Flows —> stocks change over time through the actions of a flow. There can be inflows and outflows. Every flow is a rate, whereas every stock is a quantity.
Limiting factor —> a system variable that causes a noticeable change in output.
Feedback loop —> feedback occurs when outputs of a system are routed back as inputs as part of a chain of cause-and-effect
😡 Detractors
”My organisation is too complex to be represented with simple stocks and flows.”
—> The map is not the territory. When using systems thinking, you can accept some simplification as long as it serves the problem you’re trying to solve.
“Systems disconnect you from reality.”
—> When your model and reality conflict, the reality is always right.

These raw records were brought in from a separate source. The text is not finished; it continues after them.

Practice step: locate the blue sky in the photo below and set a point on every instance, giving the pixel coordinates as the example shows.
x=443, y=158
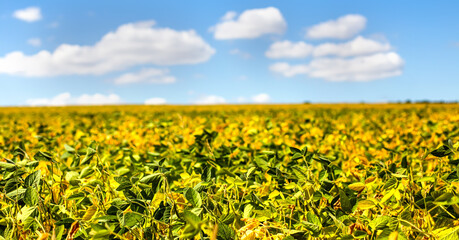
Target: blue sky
x=207, y=52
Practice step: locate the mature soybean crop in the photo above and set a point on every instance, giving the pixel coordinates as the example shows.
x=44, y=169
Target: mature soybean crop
x=230, y=172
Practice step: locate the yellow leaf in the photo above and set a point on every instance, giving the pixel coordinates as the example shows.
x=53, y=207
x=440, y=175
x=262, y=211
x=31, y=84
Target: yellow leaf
x=358, y=186
x=365, y=204
x=90, y=213
x=393, y=236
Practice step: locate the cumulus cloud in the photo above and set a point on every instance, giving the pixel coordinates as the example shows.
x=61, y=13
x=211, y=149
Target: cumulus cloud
x=155, y=101
x=360, y=59
x=130, y=45
x=358, y=46
x=288, y=70
x=36, y=42
x=147, y=75
x=30, y=14
x=210, y=100
x=250, y=24
x=240, y=53
x=66, y=98
x=261, y=98
x=342, y=28
x=287, y=49
x=362, y=68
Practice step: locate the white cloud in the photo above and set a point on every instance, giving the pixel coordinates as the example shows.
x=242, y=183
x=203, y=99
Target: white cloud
x=342, y=28
x=358, y=46
x=250, y=24
x=261, y=98
x=241, y=99
x=288, y=70
x=54, y=24
x=130, y=45
x=30, y=14
x=210, y=100
x=146, y=75
x=36, y=42
x=362, y=68
x=155, y=101
x=240, y=53
x=65, y=99
x=229, y=16
x=287, y=49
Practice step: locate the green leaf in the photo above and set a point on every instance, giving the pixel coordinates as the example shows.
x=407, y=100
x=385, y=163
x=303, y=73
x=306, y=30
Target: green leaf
x=448, y=233
x=191, y=218
x=130, y=219
x=87, y=171
x=313, y=224
x=43, y=156
x=193, y=197
x=365, y=204
x=391, y=183
x=380, y=222
x=358, y=186
x=154, y=179
x=90, y=152
x=25, y=213
x=31, y=197
x=17, y=193
x=225, y=232
x=442, y=151
x=33, y=180
x=59, y=231
x=345, y=202
x=6, y=165
x=247, y=211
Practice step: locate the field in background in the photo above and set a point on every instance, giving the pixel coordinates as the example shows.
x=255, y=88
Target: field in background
x=230, y=172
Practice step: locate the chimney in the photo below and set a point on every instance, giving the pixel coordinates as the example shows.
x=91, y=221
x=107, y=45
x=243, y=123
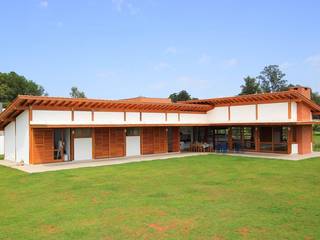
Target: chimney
x=305, y=91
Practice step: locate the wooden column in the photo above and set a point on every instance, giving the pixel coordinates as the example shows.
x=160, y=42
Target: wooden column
x=93, y=135
x=289, y=141
x=230, y=138
x=257, y=139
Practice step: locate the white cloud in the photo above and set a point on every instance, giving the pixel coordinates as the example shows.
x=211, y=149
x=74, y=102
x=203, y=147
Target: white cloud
x=314, y=61
x=231, y=62
x=204, y=59
x=171, y=50
x=161, y=66
x=125, y=5
x=44, y=3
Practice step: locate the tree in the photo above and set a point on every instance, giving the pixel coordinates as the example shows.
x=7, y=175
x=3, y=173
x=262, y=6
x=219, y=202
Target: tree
x=76, y=93
x=251, y=86
x=272, y=79
x=12, y=85
x=181, y=96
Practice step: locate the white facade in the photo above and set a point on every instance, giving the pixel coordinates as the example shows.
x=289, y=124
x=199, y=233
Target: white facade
x=133, y=146
x=10, y=141
x=267, y=112
x=82, y=149
x=16, y=133
x=273, y=112
x=1, y=143
x=22, y=137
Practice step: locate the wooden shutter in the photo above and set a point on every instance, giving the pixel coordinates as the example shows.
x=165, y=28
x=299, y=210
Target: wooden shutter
x=175, y=139
x=147, y=140
x=101, y=141
x=117, y=142
x=160, y=140
x=42, y=148
x=154, y=140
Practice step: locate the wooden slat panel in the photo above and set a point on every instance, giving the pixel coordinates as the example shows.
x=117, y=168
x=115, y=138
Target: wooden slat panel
x=175, y=139
x=147, y=140
x=101, y=142
x=160, y=140
x=42, y=146
x=117, y=142
x=154, y=140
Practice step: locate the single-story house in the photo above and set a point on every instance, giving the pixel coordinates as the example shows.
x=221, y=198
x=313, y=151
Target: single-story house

It’s easy to fall for your model, but you should always consider real-world results to adapt the model (instead of looking for results to comfort your model).
“Systems thinking doesn’t take into account human beings.”
—> A model represents a system independently of the human beings who are part of its elements. When considering changing a variable or adding elements, you have to factor in human beings and act accordingly.